ブログ うつと酒と小説な日々

躁うつ病に悩み、酒を飲みながらも、小説を読み、書く、おじさんの日記

B面の夏

2024年08月06日 | 文学

 30年も前に刊行された黛まどかの句集「B面の夏」を昨夜読みました。
 この人の名前はもちろん30年前から知っているし、代表的な句のいくつかはなぜ覚えたのか分かりませんが、諳んじることもできます。
 それなのに句集を読まなかったのは、この人、もしくはその周辺のファン達のイメージが恋愛依存的な雰囲気を醸し出し、気持ち悪くて面倒くさいように感じたからです。
 改めて読んでみると特段恋愛依存とは感じませんでした。
 
 ふらここや 恋を忘るる ための恋

のような句が恋愛依存的に感じたのかもしれません。
 公園デートでしょうか、ぶらんこに乗りながら前の恋を忘れようと新たな恋を求めているというほどの意かと思います。 

 また、こんな句。

 夜桜や ひとつ筵(むしろ)に 恋敵

なんて、怖いですねぇ。

 私が最も好む句は、

 飛ぶ夢を 見たくて夜の 金魚たち

 です。
 近頃では高校の国語の教科書に載っているのだとか。

 一生を狭い金魚鉢で過ごす金魚でさえ、せめて夢の中では広い世界を飛び回りたいのでしょうか。

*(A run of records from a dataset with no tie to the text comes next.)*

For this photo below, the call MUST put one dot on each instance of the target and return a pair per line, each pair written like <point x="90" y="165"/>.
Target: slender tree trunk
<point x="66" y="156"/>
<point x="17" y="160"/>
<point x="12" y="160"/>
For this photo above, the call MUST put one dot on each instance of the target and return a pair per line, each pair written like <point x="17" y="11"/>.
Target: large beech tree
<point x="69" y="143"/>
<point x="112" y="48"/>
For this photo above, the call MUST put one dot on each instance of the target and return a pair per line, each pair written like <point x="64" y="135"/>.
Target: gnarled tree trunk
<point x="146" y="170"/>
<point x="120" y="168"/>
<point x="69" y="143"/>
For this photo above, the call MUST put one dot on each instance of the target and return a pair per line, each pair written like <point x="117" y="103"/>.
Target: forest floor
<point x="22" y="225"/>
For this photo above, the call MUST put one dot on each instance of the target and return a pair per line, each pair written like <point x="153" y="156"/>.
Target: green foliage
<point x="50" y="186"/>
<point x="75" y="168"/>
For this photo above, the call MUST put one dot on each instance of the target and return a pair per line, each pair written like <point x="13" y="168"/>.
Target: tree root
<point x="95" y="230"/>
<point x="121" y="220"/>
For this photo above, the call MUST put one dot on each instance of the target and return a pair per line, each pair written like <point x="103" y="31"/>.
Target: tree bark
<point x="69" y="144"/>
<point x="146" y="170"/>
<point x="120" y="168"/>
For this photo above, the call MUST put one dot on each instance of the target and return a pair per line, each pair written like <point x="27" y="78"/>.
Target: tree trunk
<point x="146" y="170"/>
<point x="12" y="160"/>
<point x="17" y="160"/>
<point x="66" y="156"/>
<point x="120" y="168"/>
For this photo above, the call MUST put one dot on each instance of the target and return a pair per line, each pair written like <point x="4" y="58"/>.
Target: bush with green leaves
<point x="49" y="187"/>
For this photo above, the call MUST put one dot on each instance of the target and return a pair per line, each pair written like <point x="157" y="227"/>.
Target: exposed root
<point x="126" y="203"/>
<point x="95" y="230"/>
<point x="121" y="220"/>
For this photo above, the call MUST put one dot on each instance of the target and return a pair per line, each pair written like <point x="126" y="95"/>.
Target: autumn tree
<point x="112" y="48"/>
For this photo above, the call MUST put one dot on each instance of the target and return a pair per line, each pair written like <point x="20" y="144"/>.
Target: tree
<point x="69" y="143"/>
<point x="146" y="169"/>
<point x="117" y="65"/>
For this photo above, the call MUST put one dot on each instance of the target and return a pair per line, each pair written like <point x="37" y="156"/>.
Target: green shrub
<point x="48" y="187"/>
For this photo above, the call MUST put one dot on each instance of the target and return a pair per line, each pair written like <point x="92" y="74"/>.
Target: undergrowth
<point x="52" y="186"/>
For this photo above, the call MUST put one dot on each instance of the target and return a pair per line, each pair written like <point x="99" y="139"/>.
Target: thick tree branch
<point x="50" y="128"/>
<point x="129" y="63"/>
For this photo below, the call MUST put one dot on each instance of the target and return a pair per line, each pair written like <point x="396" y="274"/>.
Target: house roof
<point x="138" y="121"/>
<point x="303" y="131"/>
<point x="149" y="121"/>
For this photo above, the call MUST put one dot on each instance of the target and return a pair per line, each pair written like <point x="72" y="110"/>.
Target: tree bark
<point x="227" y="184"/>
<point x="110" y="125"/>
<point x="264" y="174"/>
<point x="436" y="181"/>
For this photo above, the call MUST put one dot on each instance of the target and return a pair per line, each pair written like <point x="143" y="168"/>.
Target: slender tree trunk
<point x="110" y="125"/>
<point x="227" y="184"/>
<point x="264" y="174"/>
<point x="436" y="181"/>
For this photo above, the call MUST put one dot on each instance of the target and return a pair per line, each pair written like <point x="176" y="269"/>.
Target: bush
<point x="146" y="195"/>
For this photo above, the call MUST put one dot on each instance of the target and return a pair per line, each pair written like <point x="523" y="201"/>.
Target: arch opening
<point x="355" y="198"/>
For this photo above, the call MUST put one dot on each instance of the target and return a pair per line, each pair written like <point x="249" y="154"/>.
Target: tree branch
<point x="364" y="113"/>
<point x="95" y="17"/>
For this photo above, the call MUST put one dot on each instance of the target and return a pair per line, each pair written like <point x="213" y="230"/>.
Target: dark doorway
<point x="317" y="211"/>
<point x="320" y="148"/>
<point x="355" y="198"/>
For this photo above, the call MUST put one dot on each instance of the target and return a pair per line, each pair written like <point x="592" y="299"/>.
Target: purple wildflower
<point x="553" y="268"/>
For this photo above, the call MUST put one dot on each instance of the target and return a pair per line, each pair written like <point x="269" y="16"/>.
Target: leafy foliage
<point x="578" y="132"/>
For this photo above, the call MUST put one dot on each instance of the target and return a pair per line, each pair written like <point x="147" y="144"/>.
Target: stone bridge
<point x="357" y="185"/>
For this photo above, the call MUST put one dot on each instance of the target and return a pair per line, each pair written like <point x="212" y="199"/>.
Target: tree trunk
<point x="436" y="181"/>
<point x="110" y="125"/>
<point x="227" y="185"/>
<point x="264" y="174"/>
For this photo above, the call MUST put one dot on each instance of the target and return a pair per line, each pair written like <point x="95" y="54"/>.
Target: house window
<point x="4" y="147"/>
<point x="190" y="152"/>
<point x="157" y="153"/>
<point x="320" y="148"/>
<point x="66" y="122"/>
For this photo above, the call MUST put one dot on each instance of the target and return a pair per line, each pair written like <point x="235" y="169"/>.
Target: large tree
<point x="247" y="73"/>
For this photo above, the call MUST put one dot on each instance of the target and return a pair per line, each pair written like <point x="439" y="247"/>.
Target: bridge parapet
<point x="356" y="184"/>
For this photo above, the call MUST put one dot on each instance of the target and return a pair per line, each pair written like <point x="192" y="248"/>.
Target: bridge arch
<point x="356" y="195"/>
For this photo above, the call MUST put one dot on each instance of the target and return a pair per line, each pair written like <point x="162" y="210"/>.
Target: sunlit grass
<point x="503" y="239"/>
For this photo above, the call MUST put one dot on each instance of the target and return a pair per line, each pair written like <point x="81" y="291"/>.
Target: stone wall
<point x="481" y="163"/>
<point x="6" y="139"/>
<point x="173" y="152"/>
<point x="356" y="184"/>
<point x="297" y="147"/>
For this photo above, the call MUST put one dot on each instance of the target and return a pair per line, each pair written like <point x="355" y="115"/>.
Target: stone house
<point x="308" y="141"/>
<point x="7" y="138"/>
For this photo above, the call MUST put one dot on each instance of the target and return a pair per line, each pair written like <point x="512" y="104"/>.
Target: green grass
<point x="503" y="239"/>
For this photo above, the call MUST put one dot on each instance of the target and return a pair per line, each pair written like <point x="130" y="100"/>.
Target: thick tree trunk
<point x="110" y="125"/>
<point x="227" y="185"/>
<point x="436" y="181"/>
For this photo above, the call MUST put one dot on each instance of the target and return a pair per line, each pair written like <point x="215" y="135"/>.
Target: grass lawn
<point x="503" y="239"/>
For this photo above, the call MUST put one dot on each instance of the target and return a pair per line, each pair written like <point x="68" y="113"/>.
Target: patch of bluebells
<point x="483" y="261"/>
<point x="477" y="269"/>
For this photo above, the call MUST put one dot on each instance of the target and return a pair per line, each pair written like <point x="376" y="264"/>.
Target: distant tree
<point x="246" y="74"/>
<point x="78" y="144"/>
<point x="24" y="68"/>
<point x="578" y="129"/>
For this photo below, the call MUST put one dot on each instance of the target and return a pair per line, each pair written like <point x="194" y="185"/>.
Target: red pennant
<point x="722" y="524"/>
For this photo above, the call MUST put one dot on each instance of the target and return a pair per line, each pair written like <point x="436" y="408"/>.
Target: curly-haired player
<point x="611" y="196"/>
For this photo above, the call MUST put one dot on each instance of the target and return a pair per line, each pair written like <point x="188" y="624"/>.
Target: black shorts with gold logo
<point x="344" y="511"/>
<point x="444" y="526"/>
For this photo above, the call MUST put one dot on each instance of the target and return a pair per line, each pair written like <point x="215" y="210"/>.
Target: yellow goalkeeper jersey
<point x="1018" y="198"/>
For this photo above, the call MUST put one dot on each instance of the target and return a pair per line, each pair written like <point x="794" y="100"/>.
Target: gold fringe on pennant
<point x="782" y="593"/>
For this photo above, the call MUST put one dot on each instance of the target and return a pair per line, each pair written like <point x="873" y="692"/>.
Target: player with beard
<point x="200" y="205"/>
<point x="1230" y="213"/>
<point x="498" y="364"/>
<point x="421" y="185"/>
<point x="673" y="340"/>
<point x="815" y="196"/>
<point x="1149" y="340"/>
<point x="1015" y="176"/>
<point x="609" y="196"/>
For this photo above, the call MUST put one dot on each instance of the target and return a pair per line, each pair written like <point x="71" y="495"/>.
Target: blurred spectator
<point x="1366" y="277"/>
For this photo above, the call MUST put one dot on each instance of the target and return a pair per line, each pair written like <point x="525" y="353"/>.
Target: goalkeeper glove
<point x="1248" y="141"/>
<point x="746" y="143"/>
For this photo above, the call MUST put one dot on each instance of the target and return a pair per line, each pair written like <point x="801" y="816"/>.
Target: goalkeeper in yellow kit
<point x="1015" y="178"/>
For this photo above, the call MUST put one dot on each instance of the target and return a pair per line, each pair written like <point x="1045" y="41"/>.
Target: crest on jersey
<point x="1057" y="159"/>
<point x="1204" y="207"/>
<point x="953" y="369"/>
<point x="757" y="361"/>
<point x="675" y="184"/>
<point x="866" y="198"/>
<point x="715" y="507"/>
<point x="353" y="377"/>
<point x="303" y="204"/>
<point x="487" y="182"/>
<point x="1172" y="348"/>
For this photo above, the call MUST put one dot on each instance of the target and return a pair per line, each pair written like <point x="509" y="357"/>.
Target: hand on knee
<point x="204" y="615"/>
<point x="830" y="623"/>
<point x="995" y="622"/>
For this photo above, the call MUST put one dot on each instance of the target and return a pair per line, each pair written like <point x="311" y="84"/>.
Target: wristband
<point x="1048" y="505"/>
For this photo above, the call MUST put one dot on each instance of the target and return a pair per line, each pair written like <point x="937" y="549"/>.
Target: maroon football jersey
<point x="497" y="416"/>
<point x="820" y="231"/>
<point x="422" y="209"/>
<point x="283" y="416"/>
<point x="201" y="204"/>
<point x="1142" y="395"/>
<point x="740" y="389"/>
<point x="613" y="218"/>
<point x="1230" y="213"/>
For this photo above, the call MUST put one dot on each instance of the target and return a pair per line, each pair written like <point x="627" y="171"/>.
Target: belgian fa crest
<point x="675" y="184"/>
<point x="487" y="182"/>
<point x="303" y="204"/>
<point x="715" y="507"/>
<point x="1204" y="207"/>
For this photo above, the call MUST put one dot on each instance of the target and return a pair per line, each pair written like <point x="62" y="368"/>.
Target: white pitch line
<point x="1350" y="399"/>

 もはや大御所となり、いくつかの大学で客員教授を務めているそうです。

 一口に30年と言いますが、それは途方もなく長い年月です。
 30年前、私は24歳で、仕事にも少し慣れ、悪い遊びを覚え、天下を取ったような気持ちでいました。
 まさか30年後、今の私のような疲れて冴えないおっさんが出来上がろうとは思ってもみませんでした。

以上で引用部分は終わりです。